Mums, hay bales, cornstalks, and pumpkins are starting to pop up in neighborhoods everywhere.  Most people have put their vegetable gardens to bed by now.  So when we recommend adding cabbage or peppers in fall plantings, it raises some eyebrows. Using plants that are traditionally grown as edibles to accent the landscape can be a difficult concept for many. But it’s important to note that using cabbage, kale, or even ornamental peppers can bring visual interest, little maintenance, and long lasting color into your fall annual garden or container.

Foliage and fruit from ornamental vegetables can offer unique shapes, brighter colors, and a contrast in texture.  Ornamental peppers often have small fruit with a waxy exterior of shiny reds, oranges, and purples. You can often see them transitioning from one color to another as the fruits age.  Cabbage and kale offer various textures to meet different tastes. Varieties with smooth edging pull your planting together.  In contrast, lacey textures add drama and draw attention.  Their bold color palettes add bright contrast to what may already be planted. And their distinct shape adds low lying interest.

These fall ornamentals are also very easy to care for.  Peppers usually need a little more attention, but simply “picking” the old fruits off is enough to encourage a new flush of vitality. They need moderate watering and occasional staking to keep them from bending. Ornamental cabbage and kale are one of the lowest maintenance plants in the fall landscape.  In comparison to their flowering counterparts, cabbage and kale do not need deadheading.  They only need the occasional removal of lower leaves.  They need less water than flowering and fruiting plants.  Due to their compact habit, they are less likely to suffer damage from inclement weather.  And as foliage plants, they grow well in a range of environments from full sun to part shade.
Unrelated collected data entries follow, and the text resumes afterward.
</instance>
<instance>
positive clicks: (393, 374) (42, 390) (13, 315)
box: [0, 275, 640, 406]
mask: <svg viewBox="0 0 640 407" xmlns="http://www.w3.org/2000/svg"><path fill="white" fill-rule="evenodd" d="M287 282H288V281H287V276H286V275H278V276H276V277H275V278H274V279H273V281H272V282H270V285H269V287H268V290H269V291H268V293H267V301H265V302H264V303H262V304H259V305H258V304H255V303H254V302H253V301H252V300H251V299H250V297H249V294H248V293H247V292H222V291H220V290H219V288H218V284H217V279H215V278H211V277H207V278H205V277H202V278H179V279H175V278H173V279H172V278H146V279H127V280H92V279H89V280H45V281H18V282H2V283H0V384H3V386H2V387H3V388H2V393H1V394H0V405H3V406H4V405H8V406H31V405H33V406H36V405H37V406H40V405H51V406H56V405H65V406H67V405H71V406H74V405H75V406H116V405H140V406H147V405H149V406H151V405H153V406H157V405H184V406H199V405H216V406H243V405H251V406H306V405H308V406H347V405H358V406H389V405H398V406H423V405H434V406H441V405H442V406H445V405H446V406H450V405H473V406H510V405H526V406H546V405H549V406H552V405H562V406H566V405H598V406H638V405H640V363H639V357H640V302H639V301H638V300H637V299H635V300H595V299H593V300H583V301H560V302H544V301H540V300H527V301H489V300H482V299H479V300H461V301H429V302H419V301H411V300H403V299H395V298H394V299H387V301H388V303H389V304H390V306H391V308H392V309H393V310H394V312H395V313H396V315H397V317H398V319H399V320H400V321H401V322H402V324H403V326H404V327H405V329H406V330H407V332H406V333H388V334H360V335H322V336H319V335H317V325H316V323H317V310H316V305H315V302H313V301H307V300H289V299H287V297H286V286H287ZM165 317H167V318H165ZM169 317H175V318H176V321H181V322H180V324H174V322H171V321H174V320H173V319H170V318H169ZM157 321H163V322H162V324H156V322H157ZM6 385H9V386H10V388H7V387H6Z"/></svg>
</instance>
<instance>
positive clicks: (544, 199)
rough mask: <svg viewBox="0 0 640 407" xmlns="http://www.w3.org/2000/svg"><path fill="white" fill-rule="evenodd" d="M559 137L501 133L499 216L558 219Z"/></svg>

Cabbage and kale shine as cold crops, and their ornamental appeal increases as the temperature drops and options grow more limited. As the season starts to cool, green heads will start to turn shades of pink, red, purple, or white!  A mild frost will actually bring out more vibrant colors. And repeated frosts will help keep the color fresh and bright.   With an ability to tolerate such low temperatures, cabbage may continue to look fantastic past Thanksgiving!

So as you welcome fall back to your doorstep with garden beds full of mums, corn stalks, pumpkins and hay bales, remember to try planting some ornamental edibles.  You’ll be amazed at their versatility, ease of care, and their ability to endure in the fall landscape.